For randomly selected 1,000 timestamps, our model with basic feature engineering achieved:
- A 13.84% reduction in Mean Absolute Error (MAE) for 7-day ahead forecasts, from 222.1 MW to 191.4 MW.
- A 17.81% reduction in Root Mean Squared Error (RMSE) for 7-day ahead forecasts, indicating far fewer large, costly errors.
Applications & Impact
The real-world application of this work is clear: helping municipal utilities reduce financial waste. A more accurate forecast allows a utility to purchase power with confidence, minimizing the need to sell excess capacity at a loss. Even a 1-2% improvement in forecast accuracy can translate into hundreds of thousands, if not millions, of dollars in annual savings for a mid-sized utility.
By making this level of accuracy accessible without a massive investment in a specialized, domain-expert team this approach allows public funds to be reallocated from operational losses to essential community services.
Lessons Learned
- What worked well: The ease and speed at which Kumo RFM could provide forecasts was astounding. We could obtain forecasts within minutes of getting the data. While these forecasts were not state-of-the-art, they were definitely good enough to serve as solid baselines. Basic feature engineering, which only took a few hours, amplified Kumo RFM’s predictive abilities and allowed us to generate high-quality forecasts.
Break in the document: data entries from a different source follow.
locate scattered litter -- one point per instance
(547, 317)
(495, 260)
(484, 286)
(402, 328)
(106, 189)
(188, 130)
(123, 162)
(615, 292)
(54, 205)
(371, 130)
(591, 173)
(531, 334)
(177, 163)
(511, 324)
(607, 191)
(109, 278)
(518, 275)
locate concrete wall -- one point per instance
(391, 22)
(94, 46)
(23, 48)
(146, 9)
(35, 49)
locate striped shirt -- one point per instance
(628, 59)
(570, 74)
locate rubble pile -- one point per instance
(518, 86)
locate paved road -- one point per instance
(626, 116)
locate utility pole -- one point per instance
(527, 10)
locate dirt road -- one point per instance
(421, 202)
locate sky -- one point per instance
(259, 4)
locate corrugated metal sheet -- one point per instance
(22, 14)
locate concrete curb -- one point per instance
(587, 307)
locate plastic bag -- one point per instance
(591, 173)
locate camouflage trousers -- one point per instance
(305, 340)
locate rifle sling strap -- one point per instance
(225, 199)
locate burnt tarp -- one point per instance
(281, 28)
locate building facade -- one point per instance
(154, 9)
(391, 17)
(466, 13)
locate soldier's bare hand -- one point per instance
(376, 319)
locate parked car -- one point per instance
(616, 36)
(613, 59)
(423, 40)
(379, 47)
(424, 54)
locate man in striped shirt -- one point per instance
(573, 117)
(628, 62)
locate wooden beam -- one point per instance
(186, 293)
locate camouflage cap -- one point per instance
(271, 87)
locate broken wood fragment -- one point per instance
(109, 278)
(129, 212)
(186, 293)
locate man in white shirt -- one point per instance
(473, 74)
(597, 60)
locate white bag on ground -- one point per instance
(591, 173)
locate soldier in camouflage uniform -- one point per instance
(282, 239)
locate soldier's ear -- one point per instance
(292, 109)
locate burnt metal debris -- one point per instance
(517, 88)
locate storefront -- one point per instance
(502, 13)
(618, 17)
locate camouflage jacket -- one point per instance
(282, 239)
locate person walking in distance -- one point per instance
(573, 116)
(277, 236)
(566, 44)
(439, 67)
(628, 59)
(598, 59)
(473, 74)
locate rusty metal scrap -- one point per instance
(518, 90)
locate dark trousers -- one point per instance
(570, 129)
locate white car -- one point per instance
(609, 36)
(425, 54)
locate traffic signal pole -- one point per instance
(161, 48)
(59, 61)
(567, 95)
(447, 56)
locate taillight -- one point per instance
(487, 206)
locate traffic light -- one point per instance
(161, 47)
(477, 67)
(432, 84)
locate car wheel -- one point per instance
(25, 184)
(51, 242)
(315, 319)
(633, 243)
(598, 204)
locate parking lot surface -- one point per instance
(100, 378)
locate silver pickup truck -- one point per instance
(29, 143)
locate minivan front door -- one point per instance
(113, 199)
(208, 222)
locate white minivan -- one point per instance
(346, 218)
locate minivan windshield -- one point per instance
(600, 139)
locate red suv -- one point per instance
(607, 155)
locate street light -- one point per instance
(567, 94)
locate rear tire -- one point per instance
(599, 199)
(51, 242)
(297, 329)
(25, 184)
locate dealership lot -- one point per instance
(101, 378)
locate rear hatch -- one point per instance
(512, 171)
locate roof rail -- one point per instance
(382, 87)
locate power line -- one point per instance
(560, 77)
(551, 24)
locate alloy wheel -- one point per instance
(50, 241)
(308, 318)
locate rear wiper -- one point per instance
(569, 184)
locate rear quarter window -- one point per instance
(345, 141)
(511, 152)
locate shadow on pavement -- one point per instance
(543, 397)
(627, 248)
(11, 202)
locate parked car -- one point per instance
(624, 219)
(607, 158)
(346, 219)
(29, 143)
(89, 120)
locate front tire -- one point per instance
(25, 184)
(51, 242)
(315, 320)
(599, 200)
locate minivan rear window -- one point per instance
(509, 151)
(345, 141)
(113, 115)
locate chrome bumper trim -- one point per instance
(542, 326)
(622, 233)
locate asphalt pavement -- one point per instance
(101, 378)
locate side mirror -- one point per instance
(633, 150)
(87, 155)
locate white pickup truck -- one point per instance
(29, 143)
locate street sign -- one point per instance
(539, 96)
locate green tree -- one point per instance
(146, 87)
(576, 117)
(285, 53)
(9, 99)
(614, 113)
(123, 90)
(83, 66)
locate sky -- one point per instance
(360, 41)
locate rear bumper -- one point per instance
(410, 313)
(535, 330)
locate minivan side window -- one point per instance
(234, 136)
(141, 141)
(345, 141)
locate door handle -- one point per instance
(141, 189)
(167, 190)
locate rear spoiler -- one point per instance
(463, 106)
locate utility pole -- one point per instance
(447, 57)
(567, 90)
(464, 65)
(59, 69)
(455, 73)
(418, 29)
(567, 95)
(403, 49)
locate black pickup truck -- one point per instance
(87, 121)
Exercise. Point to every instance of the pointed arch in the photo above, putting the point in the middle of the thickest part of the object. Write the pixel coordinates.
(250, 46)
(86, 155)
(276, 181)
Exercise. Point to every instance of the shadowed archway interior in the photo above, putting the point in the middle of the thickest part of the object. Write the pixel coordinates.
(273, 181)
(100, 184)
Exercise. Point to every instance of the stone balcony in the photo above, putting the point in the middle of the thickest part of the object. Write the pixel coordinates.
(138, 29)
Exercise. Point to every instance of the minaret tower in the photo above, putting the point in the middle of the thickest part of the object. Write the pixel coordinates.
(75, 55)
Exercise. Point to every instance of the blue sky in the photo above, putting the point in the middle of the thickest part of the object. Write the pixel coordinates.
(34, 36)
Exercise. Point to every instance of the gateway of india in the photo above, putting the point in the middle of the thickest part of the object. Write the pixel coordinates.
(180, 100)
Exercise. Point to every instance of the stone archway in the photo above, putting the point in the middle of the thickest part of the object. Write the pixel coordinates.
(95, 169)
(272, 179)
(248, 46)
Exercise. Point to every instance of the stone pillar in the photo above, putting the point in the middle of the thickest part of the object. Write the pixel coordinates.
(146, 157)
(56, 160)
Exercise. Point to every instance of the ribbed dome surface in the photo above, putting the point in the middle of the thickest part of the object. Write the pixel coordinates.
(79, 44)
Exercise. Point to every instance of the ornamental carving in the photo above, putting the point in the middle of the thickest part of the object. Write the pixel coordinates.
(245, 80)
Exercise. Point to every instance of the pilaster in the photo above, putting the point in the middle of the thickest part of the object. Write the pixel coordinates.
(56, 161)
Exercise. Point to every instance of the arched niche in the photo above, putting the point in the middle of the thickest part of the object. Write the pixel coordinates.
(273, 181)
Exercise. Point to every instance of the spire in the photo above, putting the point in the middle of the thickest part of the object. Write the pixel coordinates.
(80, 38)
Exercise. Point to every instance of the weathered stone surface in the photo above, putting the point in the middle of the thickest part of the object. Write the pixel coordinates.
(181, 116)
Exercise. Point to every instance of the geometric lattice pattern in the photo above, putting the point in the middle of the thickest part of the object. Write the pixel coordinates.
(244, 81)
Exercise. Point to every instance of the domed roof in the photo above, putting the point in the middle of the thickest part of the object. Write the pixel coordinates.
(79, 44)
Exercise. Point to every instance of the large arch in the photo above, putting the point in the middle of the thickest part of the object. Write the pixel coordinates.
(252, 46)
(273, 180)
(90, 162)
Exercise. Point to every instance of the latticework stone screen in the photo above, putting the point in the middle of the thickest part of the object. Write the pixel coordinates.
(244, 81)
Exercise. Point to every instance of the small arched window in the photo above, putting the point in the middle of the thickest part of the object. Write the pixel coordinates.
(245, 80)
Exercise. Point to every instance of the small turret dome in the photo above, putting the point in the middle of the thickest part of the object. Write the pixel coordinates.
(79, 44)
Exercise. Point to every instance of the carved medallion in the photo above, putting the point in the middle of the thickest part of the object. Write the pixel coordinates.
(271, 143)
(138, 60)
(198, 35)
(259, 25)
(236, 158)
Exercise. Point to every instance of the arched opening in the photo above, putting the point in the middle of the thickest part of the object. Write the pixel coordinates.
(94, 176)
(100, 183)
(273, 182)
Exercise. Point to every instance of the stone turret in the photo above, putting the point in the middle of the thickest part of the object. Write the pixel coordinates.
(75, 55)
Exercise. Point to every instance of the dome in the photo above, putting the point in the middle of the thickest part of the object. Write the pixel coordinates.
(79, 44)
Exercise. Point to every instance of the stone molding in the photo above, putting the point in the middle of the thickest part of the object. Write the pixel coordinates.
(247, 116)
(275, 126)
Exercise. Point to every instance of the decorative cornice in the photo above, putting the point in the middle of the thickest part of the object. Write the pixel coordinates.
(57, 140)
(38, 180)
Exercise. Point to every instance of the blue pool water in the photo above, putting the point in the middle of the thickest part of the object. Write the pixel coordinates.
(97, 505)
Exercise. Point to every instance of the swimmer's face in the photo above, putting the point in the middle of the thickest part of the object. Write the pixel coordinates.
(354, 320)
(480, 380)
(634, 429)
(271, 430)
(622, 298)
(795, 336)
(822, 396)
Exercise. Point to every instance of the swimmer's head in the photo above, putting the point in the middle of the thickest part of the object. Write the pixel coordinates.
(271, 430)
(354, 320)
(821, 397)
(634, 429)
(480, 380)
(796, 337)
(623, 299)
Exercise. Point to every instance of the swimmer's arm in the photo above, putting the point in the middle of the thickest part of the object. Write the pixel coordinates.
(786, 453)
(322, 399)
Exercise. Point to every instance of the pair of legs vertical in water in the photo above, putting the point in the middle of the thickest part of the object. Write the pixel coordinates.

- What was challenging: Beating a well-resourced, professional benchmark like the CA ISO forecast is a difficult task under any circumstances.
- What surprised you: The biggest surprise was the "bang for your buck." We were amazed at how a set of standard, non-domain-specific features could beat a highly specialized forecast when paired with Kumo RFM. It proved you don't need to be a domain expert to get state-of-the-art results.
Conclusion
Our investigation revealed a new and powerful paradigm for data science teams. Kumo RFM's real innovation is how it streamlines the end-to-end workflow. It provides an instant, valuable baseline with raw data and then acts as a powerful engine that magnifies the impact of fundamental data science practices. This democratizes access to state-of-the-art predictions for organizations with limited resources, proving that any skilled data scientist can tackle highly specialized problems that, without Komu RFM, would require a significantly larger team with more resources.